Results for ""
Traumatic Brain Injury (TBI) is a leading cause of death and disability in young people. According to the statistics, over 69 million people suffer from TBI annually. The initial trauma disrupts brain homeostasis resulting in metabolic destruction. Brain injury leaves many incapable of communication through speech, typing or gestures. There are instances where treating the patients is sometimes extremely difficult, as it involves risk at various levels.
However, will not the life of these people dramatically change if researchers developed a technology to decode language directly from noninvasive brain recordings? The years-long attempt of researchers worldwide has achieved a significant milestone in this arena.
Meta has recently shared that they had developed an AI model that can decode speech from noninvasive recordings of brain activity. Earlier, they had been attempting to build AI that processes language as people do. For this, they used Deep Learning which aided the researchers in analyzing complex brain signals. The approach highlighted where and when perpetual representations of words and sentences are generated in the brain when a volunteer reads or listens to a story.
The attempts to decode speech from brain activity have relied on invasive brain-recording techniques. These devices provide clearer signals than noninvasive methods. However, it also required neurosurgical interventions. Results from the work suggested that decoding speech with noninvasive approaches would provide a safer, more scalable solution that could ultimately benefit many more people.
In the recently published work, Meta overcame the previous challenges by creating a Deep Learning model trained with contrastive learning and then using it to maximally align noninvasive brain recordings and speech sounds. They used the model to identify the complex representation of speech in the brains of volunteers listening to audiobooks.
From three seconds of brain activity, their results showed that their model could decode the corresponding speech segments with up to 73 per cent top-10 accuracy from a vocabulary of 793 words, i.e., a large portion of the words we typically used on a day-to-day basis.
For the development of the AI model, Meta researchers focused on two noninvasive technologies: electroencephalography and magnetoencephalography (EEG and MEG for short), which measure the fluctuations of electric and magnetic fields elicited by neuronal activity, respectively. In practice, both systems can take approximately 1000 snapshots of macroscopic brain activity every second, using hundreds of sensors.

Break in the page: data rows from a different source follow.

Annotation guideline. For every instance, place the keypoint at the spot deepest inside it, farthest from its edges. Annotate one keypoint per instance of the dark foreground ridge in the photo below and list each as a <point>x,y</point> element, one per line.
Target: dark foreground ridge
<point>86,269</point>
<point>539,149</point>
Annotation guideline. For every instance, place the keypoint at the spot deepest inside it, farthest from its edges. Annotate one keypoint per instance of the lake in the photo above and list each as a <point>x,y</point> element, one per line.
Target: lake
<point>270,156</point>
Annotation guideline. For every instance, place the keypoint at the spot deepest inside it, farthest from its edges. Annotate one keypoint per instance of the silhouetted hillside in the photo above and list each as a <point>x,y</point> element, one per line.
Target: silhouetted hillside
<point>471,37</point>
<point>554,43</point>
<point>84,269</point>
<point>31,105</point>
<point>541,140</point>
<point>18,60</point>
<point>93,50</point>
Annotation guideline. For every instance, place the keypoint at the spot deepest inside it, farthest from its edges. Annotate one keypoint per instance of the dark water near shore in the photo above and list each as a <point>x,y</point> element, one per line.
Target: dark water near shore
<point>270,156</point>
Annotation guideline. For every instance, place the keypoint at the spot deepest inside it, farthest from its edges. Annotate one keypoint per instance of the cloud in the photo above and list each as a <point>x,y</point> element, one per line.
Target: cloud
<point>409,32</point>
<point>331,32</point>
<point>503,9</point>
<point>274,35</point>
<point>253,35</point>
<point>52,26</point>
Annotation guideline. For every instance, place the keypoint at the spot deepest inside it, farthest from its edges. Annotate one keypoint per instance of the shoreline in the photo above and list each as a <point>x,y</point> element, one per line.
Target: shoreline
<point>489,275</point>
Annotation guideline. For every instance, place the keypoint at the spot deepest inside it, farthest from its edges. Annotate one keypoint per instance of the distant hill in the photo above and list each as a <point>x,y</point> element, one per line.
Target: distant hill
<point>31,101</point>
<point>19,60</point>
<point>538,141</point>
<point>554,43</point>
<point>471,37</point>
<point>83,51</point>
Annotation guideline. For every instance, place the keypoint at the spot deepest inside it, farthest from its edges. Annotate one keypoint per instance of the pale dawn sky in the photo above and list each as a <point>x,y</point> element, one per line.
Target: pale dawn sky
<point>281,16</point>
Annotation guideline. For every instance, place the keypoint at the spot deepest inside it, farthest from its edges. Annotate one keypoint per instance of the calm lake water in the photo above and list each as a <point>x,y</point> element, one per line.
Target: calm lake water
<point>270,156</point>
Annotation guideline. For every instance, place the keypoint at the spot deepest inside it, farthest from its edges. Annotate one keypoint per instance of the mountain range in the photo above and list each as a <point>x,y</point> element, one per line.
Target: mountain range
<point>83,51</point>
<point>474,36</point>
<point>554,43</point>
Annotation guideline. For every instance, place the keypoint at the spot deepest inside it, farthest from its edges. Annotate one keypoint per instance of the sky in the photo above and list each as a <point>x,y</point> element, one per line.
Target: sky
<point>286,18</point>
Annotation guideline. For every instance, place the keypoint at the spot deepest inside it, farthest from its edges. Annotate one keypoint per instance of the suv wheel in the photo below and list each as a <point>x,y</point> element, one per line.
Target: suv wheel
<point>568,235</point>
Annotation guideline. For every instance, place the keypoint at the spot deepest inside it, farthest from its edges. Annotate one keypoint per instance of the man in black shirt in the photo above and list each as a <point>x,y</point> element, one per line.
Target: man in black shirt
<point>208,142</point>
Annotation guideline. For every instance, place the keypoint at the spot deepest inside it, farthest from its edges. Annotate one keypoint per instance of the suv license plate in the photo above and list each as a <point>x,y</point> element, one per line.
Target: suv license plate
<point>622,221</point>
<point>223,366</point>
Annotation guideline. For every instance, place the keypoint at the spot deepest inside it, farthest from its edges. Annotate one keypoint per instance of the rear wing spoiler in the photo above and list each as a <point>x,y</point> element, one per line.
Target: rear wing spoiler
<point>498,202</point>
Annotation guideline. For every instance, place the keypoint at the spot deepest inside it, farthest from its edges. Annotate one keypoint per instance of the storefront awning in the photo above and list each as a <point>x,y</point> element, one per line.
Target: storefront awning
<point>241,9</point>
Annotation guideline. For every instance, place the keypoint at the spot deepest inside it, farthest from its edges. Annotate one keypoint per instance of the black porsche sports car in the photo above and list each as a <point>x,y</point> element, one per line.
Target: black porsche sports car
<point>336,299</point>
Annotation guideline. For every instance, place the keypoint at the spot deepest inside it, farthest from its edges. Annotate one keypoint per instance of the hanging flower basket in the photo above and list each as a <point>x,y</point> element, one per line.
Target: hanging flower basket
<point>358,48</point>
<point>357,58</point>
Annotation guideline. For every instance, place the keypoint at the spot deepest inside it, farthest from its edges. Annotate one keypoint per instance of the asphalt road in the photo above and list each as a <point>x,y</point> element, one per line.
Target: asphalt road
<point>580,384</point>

The EEG and MeG recordings are inputted into the brain model, which consists of a standard deep convolutional network. The recording ovary extensively across individuals because of the differences in anatomy. In previous studies, brain decoders were trained on a small number of recordings to predict a limited set of speech features, such as part-of-speech categories or words from a small vocabulary. In this research, a new subject embedding layer trained end-to-end to align all brain recordings in a common space was designed. Finally, the architecture learns to align the output of this brain model to the deep representations of the speed sounds presented to the participants.
After training, the system could perform ‘zero-shot classification’- given a snippet of brain activity, it could determine from a large pool of new audio clips which one the person heard.
The results of the Meta research are encouraging as they show that self-supervised trained AI can successfully decode perceived speech from noninvasive brain activity, despite the noise and variability inherent in those data. However, these results are only the first steps. The ultimate goal of Meta is to enable patient communication, which will require extending work to speech production. They believe that this could even reach beyond assisting patients to potentially include enabling new ways of interacting with computers.